But not everything changed for the better. People’s community ties became transient as they relocated for work in pursuit of better opportunities. People began to question their religion as they learned to read and had access to more literature. They questioned all the beliefs central to one’s identity. Churches and community centers fell into disrepair. The monopoly of guilds with strict membership rules and privileges were dissolved and all industries liberalized. No one could stop a foreigner from moving to your town and opening up a competing smithy. They no longer needed to appease the local bureaucrats, they just needed to prove to your neighbors and friends that they were as good a blacksmith as you and willing to do the work for cheaper.
His wife gained financial freedom due to women entering the labor force. She went to seamstress school and was now making a high enough wage to fully support herself. She decided she no longer wanted to be cooped up in the house all day just doing chores and typical wifely duties. She also reveled in the idea that she could, if she finally divorced her tiresome husband, date anyone she took a liking to. She could bring men back to her fancy new apartment that she was now able to afford. The troupe of new boy toys still paid on most of the dates but knowing she could afford to take them out and pay herself was fun and exciting. She was forging her own path in this new and complicated world. She was now undoubtedly living her best life.

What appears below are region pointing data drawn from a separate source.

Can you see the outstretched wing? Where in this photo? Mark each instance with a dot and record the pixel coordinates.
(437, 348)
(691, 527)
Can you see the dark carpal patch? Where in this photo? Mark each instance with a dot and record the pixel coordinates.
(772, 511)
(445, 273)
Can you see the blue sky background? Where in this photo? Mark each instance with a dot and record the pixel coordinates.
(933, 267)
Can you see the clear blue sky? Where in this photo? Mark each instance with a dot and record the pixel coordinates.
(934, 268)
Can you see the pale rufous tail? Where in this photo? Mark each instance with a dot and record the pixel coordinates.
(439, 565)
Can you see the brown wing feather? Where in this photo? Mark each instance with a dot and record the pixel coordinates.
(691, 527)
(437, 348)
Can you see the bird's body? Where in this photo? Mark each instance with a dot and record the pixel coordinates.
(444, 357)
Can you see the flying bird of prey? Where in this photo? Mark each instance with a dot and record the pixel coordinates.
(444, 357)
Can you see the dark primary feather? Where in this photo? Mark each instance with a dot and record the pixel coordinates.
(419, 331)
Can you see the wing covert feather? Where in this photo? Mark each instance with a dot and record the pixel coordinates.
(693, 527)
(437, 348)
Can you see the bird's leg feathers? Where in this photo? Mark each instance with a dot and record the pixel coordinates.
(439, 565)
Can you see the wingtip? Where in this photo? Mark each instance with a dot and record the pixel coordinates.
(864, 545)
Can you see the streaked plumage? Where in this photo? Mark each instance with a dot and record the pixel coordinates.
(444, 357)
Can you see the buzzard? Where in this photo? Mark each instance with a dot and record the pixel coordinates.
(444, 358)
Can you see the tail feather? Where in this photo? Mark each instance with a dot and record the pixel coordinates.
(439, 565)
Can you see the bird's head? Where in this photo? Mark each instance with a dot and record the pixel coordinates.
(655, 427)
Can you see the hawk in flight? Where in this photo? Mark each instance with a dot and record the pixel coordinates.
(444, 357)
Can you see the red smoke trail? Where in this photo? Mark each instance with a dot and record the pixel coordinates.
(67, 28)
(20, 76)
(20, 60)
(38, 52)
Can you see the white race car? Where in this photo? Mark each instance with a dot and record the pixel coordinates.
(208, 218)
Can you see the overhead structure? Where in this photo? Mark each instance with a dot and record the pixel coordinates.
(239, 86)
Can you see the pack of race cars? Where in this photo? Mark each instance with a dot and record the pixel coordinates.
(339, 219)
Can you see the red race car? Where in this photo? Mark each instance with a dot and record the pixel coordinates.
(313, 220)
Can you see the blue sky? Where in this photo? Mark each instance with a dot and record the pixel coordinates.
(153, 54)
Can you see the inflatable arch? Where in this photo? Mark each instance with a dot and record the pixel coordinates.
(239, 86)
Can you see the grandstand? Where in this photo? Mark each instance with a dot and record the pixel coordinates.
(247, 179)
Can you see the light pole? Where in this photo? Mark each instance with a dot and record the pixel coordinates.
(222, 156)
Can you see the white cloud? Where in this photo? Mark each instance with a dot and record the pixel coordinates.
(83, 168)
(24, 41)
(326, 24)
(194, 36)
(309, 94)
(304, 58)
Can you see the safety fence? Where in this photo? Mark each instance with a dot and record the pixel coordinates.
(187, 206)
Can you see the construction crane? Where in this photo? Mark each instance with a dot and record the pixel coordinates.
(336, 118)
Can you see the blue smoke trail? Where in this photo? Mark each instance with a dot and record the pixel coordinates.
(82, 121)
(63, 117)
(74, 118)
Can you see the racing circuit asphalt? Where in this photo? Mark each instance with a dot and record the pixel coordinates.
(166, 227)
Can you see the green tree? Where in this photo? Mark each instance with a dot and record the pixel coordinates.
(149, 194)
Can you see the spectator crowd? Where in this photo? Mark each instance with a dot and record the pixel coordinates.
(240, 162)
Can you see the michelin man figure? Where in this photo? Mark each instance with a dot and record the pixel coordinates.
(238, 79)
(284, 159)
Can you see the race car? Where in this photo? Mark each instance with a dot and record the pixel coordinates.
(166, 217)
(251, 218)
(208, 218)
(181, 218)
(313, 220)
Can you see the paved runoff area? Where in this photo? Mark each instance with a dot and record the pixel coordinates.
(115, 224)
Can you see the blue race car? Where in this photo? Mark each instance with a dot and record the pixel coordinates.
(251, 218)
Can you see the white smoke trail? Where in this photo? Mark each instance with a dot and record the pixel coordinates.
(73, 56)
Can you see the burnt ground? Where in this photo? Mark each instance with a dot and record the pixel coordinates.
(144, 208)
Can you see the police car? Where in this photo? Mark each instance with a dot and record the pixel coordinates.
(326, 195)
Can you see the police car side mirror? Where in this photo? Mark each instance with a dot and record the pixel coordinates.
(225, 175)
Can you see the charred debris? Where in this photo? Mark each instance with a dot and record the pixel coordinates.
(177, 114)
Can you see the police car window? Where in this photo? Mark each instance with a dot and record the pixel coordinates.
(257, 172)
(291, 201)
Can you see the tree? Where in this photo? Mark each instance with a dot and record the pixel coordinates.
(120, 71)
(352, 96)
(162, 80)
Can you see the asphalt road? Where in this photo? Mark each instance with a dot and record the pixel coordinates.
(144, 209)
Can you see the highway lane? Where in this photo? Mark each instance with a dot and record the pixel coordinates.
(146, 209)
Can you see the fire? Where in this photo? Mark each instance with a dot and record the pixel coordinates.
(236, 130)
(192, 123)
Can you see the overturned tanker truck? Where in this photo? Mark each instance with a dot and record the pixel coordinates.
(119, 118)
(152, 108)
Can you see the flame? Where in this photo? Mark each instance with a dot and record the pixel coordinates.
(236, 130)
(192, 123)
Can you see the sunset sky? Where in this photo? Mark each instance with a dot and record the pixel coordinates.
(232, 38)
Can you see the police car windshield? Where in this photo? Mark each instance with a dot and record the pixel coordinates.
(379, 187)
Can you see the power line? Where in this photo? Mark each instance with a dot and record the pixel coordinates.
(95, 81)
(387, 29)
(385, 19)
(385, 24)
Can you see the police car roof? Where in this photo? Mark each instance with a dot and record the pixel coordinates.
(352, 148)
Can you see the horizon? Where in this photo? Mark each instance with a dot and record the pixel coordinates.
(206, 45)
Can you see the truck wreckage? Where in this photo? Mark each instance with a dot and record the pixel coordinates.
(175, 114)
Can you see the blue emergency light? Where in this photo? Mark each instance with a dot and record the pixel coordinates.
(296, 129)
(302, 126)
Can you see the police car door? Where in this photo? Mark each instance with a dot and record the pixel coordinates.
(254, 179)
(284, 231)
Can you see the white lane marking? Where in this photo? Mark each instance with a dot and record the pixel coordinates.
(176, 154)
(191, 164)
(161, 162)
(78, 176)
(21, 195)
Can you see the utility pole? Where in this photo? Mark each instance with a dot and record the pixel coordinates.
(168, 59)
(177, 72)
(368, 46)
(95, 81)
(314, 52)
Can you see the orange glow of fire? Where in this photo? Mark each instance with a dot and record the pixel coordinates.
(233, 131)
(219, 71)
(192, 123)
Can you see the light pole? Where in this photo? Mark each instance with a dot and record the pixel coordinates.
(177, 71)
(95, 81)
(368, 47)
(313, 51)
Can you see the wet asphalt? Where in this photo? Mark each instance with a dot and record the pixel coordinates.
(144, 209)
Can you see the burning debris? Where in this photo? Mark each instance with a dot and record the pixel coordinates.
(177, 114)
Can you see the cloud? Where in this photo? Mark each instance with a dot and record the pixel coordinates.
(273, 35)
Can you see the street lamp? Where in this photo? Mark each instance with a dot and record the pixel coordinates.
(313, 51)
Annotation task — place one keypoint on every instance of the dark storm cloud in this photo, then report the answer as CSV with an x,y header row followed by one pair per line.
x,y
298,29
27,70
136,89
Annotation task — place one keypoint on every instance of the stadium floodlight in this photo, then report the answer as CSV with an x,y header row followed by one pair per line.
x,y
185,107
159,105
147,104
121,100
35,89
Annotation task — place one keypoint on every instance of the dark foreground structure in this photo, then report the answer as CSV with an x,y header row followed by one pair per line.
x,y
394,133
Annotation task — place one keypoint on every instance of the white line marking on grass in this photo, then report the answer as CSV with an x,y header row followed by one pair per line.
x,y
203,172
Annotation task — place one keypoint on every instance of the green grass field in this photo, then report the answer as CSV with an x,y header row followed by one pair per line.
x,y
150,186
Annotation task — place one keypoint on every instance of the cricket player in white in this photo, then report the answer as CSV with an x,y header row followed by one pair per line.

She of course still loved her boys very much but was now neglectful of her motherly duties. She was just too busy now due to work and the parade of muscular dimwits shuffling through her bedchamber. The boys immediately felt this lack of attention from their mother. Their father had taken up heavy drinking and was no better. His world was shattered having lost his wife, the only woman he’s ever really known. The boys sank into a deep depression as it seemed no one cared anymore. They missed the togetherness of just sitting in a quiet room surrounded by family.
The father sat in a dimly lit bar crying quietly. His smithy had just declared bankruptcy due to the foreign competition who had recently migrated to town. His guild and social network had collapsed with so many smith owners no longer able to afford their dues. He was effectively an outcast at his church due to his recent divorce but had quit going anyway having just read Nietzsche’s “Beyond Good and Evil.” He was now a firm believer that there was no God and no meaning in the universe. His boys no longer spoke to him because his mother had filled them with lies regarding the end of their marriage. However, the beer he was consuming was a marvel of modernity. A beverage of this sort would have been reserved for royalty only a short time ago, too expensive for a man of modest means. The quality control was astounding, something only a mechanized industrial process can ensure. Thus, a man cried but his tears salted a beverage that was created with the utmost efficiency. A Keynesian economist looked down upon this wreckage and smiled.